The Hon. C.M. SCRIVEN (Minister for Primary Industries and Regional Development, Minister for Forest Industries) (15:44): I thank the honourable member for her question. I am very pleased to say that South Australia is a leader in terms of its addressing greenhouse emissions, and support for agriculture is a very important and central part of that. The state government has committed $8.4 million over five years towards a new research, development and extension initiative that will deliver new solutions towards a net zero agriculture future.

To maintain market access and competitiveness in the global agricultural market, South Australian producers increasingly need to demonstrate their commitment to reducing greenhouse gas emissions and using sustainable management practices. This requires research, development, extension and adoption to develop and promote new solutions and best practices for greenhouse gas emissions reduction and sustainability, as well as engagement with international markets and stakeholders to understand and respond to changing market demands and regulations.

As part of this important initiative, SARDI will continue current research and development in methane mitigation in livestock and agronomic practices to reduce emissions and improve carbon sequestration. It will work with industry partners, such as farming system groups and agtech startups, to pilot and test innovative technologies or practices at research centres or on private farms.

It will participate in a range of research and extension projects as a tier 2 partner in the zero net emissions from agriculture CRC, and work with the Grains Research Development Corporation to develop and implement a low-emission intensive farming systems initiative that will provide farmers with information, tools and options to reduce, monitor and manage emissions. It will investigate partnerships with research and development corporations, other research organisations or private technology enterprises to leverage specialised expertise in allied research and development areas, such as remote sensing, machine learning and AI.

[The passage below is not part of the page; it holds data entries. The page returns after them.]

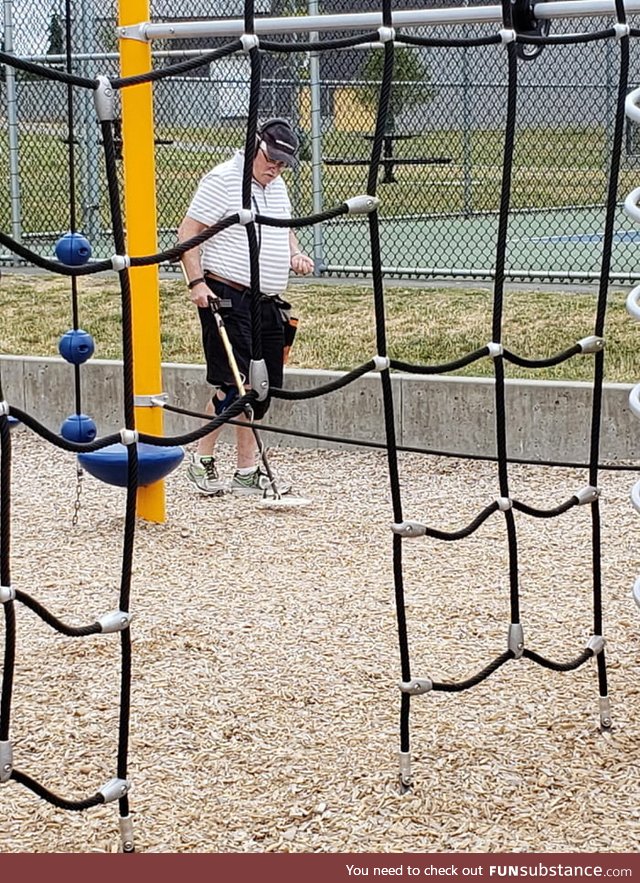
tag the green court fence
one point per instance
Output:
(439, 183)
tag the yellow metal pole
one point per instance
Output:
(141, 225)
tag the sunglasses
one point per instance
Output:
(278, 164)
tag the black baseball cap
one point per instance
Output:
(280, 140)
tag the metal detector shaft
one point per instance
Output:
(224, 337)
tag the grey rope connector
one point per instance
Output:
(409, 529)
(103, 99)
(114, 621)
(416, 686)
(114, 789)
(6, 761)
(516, 639)
(126, 834)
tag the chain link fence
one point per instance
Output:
(441, 174)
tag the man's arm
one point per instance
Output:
(301, 264)
(200, 293)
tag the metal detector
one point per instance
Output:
(272, 498)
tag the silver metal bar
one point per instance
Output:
(355, 21)
(316, 148)
(12, 126)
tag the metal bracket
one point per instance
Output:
(516, 639)
(103, 99)
(134, 32)
(636, 591)
(7, 593)
(416, 686)
(114, 789)
(126, 834)
(157, 400)
(588, 494)
(409, 529)
(605, 712)
(6, 761)
(259, 378)
(404, 759)
(591, 344)
(114, 621)
(595, 644)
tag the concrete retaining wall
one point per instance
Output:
(546, 420)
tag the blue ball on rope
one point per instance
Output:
(79, 427)
(76, 346)
(73, 249)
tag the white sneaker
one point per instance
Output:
(203, 473)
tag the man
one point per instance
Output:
(221, 269)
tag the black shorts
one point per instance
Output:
(236, 315)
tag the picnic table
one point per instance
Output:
(389, 160)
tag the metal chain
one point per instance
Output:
(77, 504)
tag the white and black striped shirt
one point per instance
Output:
(226, 254)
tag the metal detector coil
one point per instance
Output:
(527, 25)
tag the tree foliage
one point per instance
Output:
(411, 85)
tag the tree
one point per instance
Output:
(411, 85)
(56, 35)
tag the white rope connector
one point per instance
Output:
(588, 494)
(591, 344)
(129, 436)
(631, 202)
(7, 593)
(246, 216)
(595, 644)
(416, 686)
(632, 305)
(386, 35)
(361, 205)
(631, 107)
(404, 761)
(114, 621)
(120, 262)
(515, 640)
(381, 363)
(249, 42)
(635, 496)
(636, 591)
(409, 529)
(634, 399)
(6, 761)
(622, 30)
(114, 789)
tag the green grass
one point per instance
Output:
(425, 325)
(552, 167)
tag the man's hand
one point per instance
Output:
(301, 264)
(200, 295)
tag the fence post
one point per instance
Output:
(141, 224)
(91, 156)
(316, 147)
(12, 126)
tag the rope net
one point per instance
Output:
(510, 42)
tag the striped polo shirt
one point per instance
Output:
(226, 254)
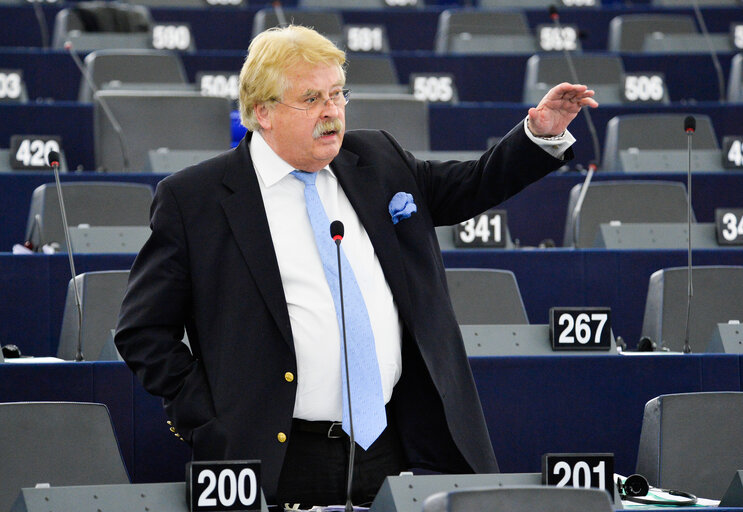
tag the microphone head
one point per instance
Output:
(690, 124)
(336, 230)
(52, 158)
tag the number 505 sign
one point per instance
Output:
(219, 486)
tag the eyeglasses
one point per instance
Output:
(315, 103)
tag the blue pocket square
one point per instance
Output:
(402, 206)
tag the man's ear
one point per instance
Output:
(262, 114)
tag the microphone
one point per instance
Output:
(712, 52)
(104, 105)
(336, 233)
(41, 20)
(53, 160)
(690, 125)
(593, 164)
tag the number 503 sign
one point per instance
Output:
(218, 486)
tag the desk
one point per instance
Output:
(34, 287)
(532, 405)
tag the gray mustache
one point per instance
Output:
(331, 125)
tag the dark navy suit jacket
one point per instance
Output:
(210, 266)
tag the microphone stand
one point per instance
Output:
(352, 449)
(53, 158)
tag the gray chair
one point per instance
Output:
(475, 31)
(99, 25)
(328, 23)
(602, 73)
(93, 203)
(153, 120)
(658, 142)
(624, 201)
(520, 499)
(690, 3)
(375, 74)
(60, 443)
(485, 296)
(627, 32)
(402, 115)
(717, 297)
(101, 294)
(133, 69)
(669, 33)
(173, 3)
(735, 81)
(691, 442)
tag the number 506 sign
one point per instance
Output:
(580, 328)
(219, 486)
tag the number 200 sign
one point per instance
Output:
(580, 328)
(222, 486)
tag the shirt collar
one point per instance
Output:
(269, 166)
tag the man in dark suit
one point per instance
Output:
(233, 258)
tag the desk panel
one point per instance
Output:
(532, 405)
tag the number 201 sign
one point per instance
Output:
(219, 486)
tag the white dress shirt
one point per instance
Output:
(310, 303)
(309, 300)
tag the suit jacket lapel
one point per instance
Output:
(247, 219)
(362, 186)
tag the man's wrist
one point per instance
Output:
(543, 137)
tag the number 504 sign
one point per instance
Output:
(218, 486)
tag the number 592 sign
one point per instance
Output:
(218, 486)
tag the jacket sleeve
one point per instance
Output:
(155, 309)
(457, 191)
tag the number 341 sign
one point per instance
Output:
(220, 486)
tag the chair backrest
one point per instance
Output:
(402, 115)
(328, 23)
(485, 296)
(457, 27)
(97, 25)
(93, 203)
(60, 443)
(101, 294)
(691, 442)
(603, 73)
(152, 120)
(625, 201)
(717, 297)
(360, 4)
(690, 3)
(519, 499)
(627, 32)
(653, 131)
(735, 81)
(134, 67)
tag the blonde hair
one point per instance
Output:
(270, 55)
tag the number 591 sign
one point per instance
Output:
(220, 486)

The net zero agriculture initiative is expected to leverage commonwealth and industry contributions of $16 million over five years to 2028-29, providing a total program budget of $24.4 million. I think this is an excellent example of the way in which the South Australian government is keen to be a leader, working in partnership with industry. The agricultural industry is very aware of the pressures from international markets, as well as domestic markets, to be able to show both provenance and environmental responsibility and sustainability. This is the sort of investment the state government is making, and I look forward to updating the chamber in the future on the outcomes we are working on with industry.